Hamnet
Angleterre, 1580. Un professeur de latin fauché, fait la connaissance d’Agnes, jeune femme à l’esprit libre. Fascinés l’un par l’autre, ils entament une liaison fougueuse avant de se marier et d’avoir trois enfants. Tandis que Will tente sa chance comme dramaturge à Londres, Agnes assume seule les tâches domestiques. Lorsqu’un drame se produit, le couple, autrefois profondément uni, vacille. Mais c’est de leur drame que naîtra l’inspiration d’un chef d’œuvre universel.
Avec ‘Hamnet’, Chloé Zhao transporte son public dans l'Angleterre Élisabéthaine en abordant le thème du deuil avec un sens naturel de la dramaturgie.
La performance de Jessie Buckley, qui se glisse dans son personnage comme vous et moi nous glissons sous notre couette, est bouleversante et confirme que sa récompense aux Golden Globes le mois dernier est amplement méritée.
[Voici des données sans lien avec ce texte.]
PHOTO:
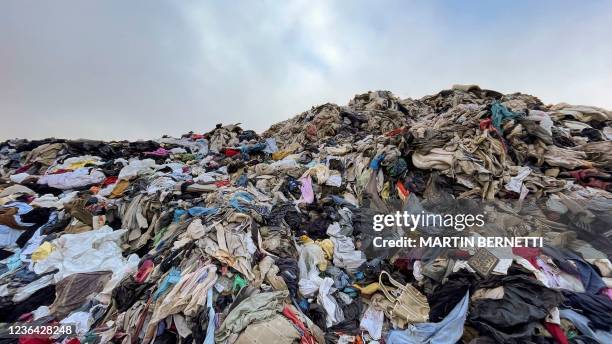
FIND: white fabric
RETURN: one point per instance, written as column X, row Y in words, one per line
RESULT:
column 71, row 180
column 96, row 250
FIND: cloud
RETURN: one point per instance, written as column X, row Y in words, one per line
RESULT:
column 140, row 69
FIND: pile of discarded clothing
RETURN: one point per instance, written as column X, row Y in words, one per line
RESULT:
column 231, row 236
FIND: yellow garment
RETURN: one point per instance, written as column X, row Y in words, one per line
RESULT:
column 368, row 289
column 43, row 251
column 80, row 164
column 280, row 155
column 386, row 191
column 304, row 239
column 328, row 248
column 120, row 188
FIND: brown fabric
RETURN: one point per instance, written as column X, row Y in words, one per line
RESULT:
column 73, row 291
column 77, row 209
column 276, row 330
column 7, row 218
column 409, row 307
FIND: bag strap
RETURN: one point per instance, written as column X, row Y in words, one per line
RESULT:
column 384, row 288
column 394, row 282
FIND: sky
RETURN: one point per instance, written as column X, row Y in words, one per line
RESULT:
column 116, row 69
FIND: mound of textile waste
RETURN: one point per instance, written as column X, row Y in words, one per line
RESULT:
column 230, row 236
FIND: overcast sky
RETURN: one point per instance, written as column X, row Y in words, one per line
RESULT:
column 141, row 69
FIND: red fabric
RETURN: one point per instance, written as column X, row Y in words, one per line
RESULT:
column 31, row 340
column 221, row 183
column 307, row 337
column 395, row 132
column 60, row 171
column 144, row 271
column 230, row 152
column 23, row 168
column 486, row 124
column 529, row 253
column 402, row 190
column 109, row 180
column 557, row 333
column 159, row 152
column 592, row 177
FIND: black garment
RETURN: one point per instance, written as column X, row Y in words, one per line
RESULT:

Paul Mescal fait preuve d'une grande subtilité dans un rôle tiraillé entre une sensibilité certaine et les obligations de l'époque qui incombent au pater familias. N’oublions pas de souligner le travail des enfants qui excellent chacun-e à leur manière. Puisque les films centrés sur Shakespeare himself étaient déjà pléthore, la réalisatrice se focalise davantage sur le personnage féminin et non sur celui que l’on considère comme le père de la langue anglaise moderne.
En s’inspirant du mouvement artistique préraphaélite, la photographie est éblouissante et rappelle les peintures des grands maîtres anglais tels que John Everett Millais ou encore William Holman Hunt. On doit ce travail à Lukasz Zal, déjà connu pour les très remarqués ‘Ida’ ou, plus récemment encore, ‘The Zone of Interest’.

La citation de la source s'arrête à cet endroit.